Performance Compensation
| Equity Element | Grant date | Grant-date fair value ($) | Vesting | Terms |
|---|---|---|---|---|
| Restricted Stock (annual director grant) | FY2025 | 90,000 | Generally vests after one year of service (prorated for changes) | Subject to acceleration upon a change of control |
- Director equity is time-based (RSAs); no performance conditions are attached to director equity grants.
- Aggregate cash + equity cap for any non-employee director per calendar year: $500,000 (limited exceptions).
Other Directorships & Interlocks
- Current public company board: Acuity Brands, Inc. (AYI); Compensation & Management Development and Governance Committees.
- Compensation committee interlocks: Company disclosed no CHC Committee interlocks in FY2025.
- Related-party transactions: Company’s related-party section discloses policies and notes no specific related-party transactions involving directors; Audit Committee oversees such matters.

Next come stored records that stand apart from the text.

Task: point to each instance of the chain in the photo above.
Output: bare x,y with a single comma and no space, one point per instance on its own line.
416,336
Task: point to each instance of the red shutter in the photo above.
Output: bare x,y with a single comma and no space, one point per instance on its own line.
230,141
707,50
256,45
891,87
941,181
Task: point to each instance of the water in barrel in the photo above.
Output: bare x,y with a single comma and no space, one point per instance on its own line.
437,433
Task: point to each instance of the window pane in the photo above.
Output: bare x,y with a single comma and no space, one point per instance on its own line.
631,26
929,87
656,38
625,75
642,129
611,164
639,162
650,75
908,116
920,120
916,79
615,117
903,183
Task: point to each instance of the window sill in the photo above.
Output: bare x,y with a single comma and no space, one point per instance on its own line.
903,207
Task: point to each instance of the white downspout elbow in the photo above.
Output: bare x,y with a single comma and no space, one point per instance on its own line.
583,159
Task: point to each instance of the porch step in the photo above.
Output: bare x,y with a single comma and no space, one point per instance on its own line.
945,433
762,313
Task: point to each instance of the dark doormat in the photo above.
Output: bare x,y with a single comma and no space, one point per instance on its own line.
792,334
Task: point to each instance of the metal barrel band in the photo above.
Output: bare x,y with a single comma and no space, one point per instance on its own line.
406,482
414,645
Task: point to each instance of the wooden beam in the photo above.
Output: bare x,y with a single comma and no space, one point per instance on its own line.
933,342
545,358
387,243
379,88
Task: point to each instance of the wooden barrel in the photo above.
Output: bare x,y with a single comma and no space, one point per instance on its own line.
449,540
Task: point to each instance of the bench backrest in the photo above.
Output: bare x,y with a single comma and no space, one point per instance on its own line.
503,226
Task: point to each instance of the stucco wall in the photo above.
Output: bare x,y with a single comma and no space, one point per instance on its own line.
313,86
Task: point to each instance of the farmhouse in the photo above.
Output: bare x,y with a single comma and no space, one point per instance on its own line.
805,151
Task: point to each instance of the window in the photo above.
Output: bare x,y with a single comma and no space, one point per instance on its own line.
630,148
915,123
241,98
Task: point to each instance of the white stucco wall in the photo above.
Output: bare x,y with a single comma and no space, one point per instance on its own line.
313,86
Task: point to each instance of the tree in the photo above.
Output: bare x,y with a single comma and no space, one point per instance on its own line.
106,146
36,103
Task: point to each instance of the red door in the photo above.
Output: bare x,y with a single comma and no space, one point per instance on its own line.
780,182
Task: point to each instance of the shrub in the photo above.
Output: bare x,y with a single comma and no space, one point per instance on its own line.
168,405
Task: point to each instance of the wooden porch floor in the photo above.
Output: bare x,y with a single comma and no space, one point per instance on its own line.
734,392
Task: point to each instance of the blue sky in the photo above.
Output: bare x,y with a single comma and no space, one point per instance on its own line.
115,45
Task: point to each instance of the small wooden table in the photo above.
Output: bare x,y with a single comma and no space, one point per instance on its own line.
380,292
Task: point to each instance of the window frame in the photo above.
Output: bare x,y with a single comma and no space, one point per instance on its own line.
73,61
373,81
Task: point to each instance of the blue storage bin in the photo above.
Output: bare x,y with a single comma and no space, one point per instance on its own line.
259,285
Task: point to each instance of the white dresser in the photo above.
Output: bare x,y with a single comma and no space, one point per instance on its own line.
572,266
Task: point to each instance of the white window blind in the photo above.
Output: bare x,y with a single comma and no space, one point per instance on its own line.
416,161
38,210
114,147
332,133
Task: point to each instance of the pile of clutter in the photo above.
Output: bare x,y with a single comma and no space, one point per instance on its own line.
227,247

Expertise & Qualifications
- Core strengths: Strategy, marketing, innovation; senior leadership experience.
- Education: B.A., Marketing, Georgia State University.
Equity Ownership
| Holder | Shares beneficially owned | % of outstanding |
|---|---|---|
| W. Patrick Battle | 27,455 | <1% (asterisked in company table) |
Ownership alignment and policies:
- Director stock ownership guideline: 4x annual cash retainer; as of the proxy date, all directors achieved the threshold except two with short tenure (individual names not disclosed).
- Hedging/pledging: Company prohibits hedging and pledging; none of the executive officers or directors hold stock subject to a hedge or pledge.
Governance Assessment
Positives
- Independent director since 2017 with chair role on Strategy Committee; skillset aligned to MCFT’s strategic planning needs.
- Strong board engagement metrics (≥92% attendance across directors) and regular independent executive sessions (nine in FY2025).
- Clear, shareholder-aligned director pay structure with modest cash retainer, committee fees, and equity primarily as time-based restricted stock; aggregate annual director pay cap in place.
- Robust governance policies: majority vote with resignation policy, separated Chair/CEO, prohibitions on hedging/pledging, and director overboarding limits.
Watch items / potential red flags
- Director equity accelerates upon change of control (common in small-cap boards but can be viewed as less performance-linked for directors).
- Boat usage program is a minor perquisite; although intended for product familiarity, perqs can draw scrutiny at some institutions (no imputed income reported for Mr. Battle in FY2025).
Contextual shareholder sentiment
- Say-on-Pay support at prior annual meeting was ~96.9%, indicating broad investor support for compensation governance (board-level oversight signal).